Шрифт:
Закладка:
Дымные языки все круче и круче заворачивали к перешейку. Помню, тревожно кричали вороны, стаей кружившиеся над ивняком. По стволу высоченной сосны металось полдесятка белок, и где-то назойливо стрекотала сорока.
Солнце проглядывало сквозь дым, тусклое, похожее на старинный, красной меди, пятак.
До поселка я не доехал. Там, где стена соснового бора обрывалась у перешейка, я увидел клубы дыма, а между ними змеистые язычки, бегущие среди кустов ивняка.
Видно, огонь незаметно повернул в сторону от очага пожара, где люди бились с ним, стараясь преградить ему путь к поселку, к погрузочным эстакадам на лесных делянках, к узкоколейке. Он воровски пробрался к перешейку, чтобы перемахнуть в Заозерье и там разгуляться вволю.
— В Заозерье нам бы огонь не остановить, — глухо сказал я, уставясь в линялый кумач, которым был застелен судейский стол.
Я замолчал, собираясь с мыслями. В голове отчетливо встала картина пожара на перешейке.
Языки пламени густели на моих глазах. Иногда они встречали на пути сухостойное дерево и взлетали над кустами нарядной огненной свечкой, разбрызгавшей в стороны светлячки искр.
Когда я выскочил на берег, пожар на перешейке бушевал вовсю. Плотные кусты ивняка, на котором каждое половодье оставляло пересохшие пучки травы и мха, ломкие веточки, сухие листья и лесной мусор, оказались для огня лакомой пищей.
Подбежав к очередному кусту, огонь осторожно лизал темные корни, словно примеряясь, как лучше броситься на добычу, затем взбегал на куст тысячами красно-желтых зверьков и вмиг раскидывал жаркий полог пламени. Секунду-другую куст светился розовыми отблесками, потом тонул в клубе белого дыма. Когда дым рассеивался, на земле оставались две-три чадившие головешки.

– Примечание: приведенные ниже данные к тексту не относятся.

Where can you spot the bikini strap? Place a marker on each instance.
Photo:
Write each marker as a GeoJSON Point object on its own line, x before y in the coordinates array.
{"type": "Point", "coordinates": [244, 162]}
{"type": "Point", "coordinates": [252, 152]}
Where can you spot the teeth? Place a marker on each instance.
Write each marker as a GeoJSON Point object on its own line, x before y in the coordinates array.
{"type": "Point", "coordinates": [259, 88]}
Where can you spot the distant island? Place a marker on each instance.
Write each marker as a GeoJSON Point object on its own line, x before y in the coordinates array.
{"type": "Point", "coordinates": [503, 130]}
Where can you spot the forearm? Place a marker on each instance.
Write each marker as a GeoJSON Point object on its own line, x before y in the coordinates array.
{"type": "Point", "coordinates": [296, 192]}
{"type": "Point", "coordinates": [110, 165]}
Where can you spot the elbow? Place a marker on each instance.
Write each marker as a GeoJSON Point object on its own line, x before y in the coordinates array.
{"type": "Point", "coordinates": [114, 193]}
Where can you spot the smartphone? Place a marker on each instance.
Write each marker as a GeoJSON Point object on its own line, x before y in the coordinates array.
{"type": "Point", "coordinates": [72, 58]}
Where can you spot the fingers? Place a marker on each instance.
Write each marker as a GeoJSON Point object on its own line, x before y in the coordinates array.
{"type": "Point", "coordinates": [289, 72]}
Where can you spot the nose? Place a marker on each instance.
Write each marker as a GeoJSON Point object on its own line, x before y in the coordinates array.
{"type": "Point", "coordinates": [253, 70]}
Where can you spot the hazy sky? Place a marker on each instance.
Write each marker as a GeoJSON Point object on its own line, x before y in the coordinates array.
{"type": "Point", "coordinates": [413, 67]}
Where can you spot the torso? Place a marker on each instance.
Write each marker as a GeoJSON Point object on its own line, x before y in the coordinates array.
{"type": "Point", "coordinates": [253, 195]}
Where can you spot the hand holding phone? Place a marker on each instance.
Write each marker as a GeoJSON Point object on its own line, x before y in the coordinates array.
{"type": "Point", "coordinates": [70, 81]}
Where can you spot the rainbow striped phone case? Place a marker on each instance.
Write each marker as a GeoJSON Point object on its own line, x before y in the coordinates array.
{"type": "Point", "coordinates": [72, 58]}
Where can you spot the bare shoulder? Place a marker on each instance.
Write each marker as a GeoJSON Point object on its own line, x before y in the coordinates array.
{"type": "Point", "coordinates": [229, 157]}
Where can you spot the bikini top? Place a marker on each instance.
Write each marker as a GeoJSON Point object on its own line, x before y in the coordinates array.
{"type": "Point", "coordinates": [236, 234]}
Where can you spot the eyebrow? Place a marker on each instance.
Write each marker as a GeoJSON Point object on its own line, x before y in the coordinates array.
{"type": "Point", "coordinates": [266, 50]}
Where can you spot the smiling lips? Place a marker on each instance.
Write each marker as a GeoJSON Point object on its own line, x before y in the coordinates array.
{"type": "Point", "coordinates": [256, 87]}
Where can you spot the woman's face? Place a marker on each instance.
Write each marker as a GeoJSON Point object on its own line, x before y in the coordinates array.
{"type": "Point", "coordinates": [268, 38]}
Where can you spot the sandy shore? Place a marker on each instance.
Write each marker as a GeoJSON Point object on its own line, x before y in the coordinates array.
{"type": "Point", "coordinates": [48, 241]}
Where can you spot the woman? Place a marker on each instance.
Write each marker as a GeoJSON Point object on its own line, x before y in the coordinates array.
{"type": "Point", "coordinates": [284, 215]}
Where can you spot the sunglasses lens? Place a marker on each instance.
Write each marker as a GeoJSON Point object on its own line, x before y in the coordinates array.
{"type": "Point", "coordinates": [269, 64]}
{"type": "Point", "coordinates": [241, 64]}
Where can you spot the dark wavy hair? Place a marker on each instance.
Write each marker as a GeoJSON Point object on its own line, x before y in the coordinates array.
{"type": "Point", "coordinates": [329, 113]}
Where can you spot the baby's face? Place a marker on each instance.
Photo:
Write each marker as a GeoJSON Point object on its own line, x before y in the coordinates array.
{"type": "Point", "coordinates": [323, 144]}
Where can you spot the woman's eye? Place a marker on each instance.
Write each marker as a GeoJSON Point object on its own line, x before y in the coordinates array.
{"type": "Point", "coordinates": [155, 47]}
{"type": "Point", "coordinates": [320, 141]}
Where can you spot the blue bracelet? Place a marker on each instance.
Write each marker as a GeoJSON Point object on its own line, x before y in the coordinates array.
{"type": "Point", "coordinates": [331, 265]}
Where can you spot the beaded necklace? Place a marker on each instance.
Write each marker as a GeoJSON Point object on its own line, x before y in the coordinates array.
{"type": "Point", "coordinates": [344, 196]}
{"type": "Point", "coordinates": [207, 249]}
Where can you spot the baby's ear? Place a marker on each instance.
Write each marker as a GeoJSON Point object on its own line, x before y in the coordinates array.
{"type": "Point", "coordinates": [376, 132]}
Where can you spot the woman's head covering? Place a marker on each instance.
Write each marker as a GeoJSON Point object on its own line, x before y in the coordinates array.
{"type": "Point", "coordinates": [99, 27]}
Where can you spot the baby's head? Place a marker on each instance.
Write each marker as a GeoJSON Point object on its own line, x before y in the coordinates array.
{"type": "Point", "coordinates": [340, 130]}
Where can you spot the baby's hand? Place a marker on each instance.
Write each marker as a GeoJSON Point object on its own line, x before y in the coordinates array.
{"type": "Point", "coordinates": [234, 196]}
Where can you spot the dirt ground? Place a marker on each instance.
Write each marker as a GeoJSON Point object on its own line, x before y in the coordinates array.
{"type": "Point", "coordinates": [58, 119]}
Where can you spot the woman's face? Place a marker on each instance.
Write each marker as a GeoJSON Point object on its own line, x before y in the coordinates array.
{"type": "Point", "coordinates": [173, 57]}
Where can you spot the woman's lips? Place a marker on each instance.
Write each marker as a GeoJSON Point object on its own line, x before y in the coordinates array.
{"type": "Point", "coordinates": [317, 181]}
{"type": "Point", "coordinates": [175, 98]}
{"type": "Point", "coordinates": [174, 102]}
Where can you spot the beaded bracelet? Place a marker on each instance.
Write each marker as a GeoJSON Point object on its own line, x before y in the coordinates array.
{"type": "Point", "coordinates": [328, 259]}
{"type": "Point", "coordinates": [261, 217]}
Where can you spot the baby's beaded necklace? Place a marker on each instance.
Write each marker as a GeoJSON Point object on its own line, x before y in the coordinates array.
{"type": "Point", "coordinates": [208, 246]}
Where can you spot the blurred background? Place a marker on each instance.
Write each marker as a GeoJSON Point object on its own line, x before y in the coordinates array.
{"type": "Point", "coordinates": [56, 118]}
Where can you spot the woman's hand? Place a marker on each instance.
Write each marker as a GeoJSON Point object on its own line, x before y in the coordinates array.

Схватив со скамейки свой латаный рыбацкий ватник, я намочил его в воде и побежал туда, где в клубящемся дыму метались по траве проворные огоньки.
Я принялся яростно хлестать их мокрым ватником.
При каждом ударе они рассыпались снопами искр, взлетали тучами копоти, шипели струйками едкого чада.
Но стоило мне отойти в сторону, как они злорадно таращились красными угольками, выскакивали из пепла и снова жадно лизали сухую траву, расцвечивая ее жаркими зигзагами.
Сломя голову я бегал из края в край, колотил мокрым ватником, топтал сапогами головни и вырывал траву вокруг кустов, чтобы не подпустить к ним огонь.
Жар опалил мне лицо. Я чувствовал, что кожа на нем высохла и натянулась так, что стало больно вискам. Дым першил в горле, глаза слезились. С ног до головы я был засыпан копотью. То и дело на одежду попадали угольки, и я вскрикивал от внезапных ожогов.
Силы были неравны. Пожар теснил меня метр за метром. В суматохе я не заметил, как он подобрался к тому месту, где я оставил лодку.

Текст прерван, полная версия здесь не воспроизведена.